An excerpt from my script review for The Tragedy of Macbeth which will be available 03/07/22:
1.) Marketability of the Idea
Not sure what I was expecting when I decided to tackle this particular script.
Maybe it’s because the clips of Denzel I’ve watched on YouTube won me over.
About halfway through my read, I came downstairs to have dinner, telling the family I was struggling my way through the dialogue.
“That’s why Shakespeare stinks,” my son replied.
But, he doesn’t.
The one thing that kept running through my mind, even as I struggled to comprehend what was going on, was the genius it took to construct the poetry of these plays.
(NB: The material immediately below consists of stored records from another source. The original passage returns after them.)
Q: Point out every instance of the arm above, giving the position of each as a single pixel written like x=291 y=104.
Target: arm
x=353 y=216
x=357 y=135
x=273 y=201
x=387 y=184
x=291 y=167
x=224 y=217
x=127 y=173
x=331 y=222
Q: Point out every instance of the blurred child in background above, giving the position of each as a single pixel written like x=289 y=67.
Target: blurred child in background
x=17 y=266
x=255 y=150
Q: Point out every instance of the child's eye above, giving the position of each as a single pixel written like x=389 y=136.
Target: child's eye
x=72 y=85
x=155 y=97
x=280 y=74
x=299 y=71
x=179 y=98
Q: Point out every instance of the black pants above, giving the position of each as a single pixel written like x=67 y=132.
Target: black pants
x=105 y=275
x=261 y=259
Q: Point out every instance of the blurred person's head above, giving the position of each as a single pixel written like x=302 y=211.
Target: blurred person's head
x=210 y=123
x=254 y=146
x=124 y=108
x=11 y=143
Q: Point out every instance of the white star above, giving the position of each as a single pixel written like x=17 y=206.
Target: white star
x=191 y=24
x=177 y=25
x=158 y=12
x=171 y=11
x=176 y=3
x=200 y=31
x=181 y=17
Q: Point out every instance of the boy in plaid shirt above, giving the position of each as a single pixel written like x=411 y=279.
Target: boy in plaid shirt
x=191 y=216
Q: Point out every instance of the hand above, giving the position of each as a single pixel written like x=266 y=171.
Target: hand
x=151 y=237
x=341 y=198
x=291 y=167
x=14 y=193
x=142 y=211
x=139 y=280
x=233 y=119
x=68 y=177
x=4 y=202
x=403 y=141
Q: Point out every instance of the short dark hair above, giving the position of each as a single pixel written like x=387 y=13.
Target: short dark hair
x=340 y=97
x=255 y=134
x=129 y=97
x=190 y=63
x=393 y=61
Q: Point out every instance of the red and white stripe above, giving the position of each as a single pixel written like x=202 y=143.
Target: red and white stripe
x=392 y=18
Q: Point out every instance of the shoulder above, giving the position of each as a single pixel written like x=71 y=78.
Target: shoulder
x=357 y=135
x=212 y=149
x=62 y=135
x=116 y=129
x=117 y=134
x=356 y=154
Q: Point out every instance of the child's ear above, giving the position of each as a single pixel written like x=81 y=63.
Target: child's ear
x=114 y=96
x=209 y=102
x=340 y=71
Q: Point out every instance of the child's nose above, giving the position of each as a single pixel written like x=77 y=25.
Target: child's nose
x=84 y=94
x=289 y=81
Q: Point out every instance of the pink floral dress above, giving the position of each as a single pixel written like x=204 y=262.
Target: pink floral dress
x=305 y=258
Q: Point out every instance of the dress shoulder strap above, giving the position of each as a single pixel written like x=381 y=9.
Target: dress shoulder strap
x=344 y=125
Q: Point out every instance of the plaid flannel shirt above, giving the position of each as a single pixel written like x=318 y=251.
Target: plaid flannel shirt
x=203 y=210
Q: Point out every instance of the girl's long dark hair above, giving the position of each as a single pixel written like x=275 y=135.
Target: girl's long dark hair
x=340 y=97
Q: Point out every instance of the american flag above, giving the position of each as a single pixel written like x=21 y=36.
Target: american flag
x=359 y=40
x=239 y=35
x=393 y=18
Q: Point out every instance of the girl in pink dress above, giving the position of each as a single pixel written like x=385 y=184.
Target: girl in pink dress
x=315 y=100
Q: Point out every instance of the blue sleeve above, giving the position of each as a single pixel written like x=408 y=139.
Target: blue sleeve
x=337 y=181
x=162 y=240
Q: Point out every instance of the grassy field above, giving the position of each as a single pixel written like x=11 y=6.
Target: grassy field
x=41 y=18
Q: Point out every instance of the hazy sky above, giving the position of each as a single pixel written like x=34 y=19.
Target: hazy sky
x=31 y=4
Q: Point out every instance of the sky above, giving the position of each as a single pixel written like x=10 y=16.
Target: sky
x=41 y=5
Sure there’s a bit of antiquated dialect in them, but we struggle with creating basic sentences for our character entries.
Here we’re experiencing the subtext and interesting characteristics spoken thoughts and they’re in poetic pentameter?
Fucking crazy!
So no, he doesn’t “stink” just that we may be too simple to get it without a bit of effort.
But marketability…
*DISCLAIMER* I’m not a lawyer, but…
Everything I found points to the original works of William Shakespeare being in the public domain, meaning you can adapt them to your liking.
Factor that into the equation if you’re looking for “based on” material, since as amateur writers we rarely have access to such existing properties.
Second, and one of the reasons I ultimately decided to check this out, was the fact that it starred Denzel Washington and written/directed by Joel Coen.
Those last two things are enough to get industry folks to look at it.
But swing back to the “public domain” aspect and think about some of the works you could implement into your own writing.
Would it work?
Can you modernize it?
Something to at least consider, after you pen that contained horror of course.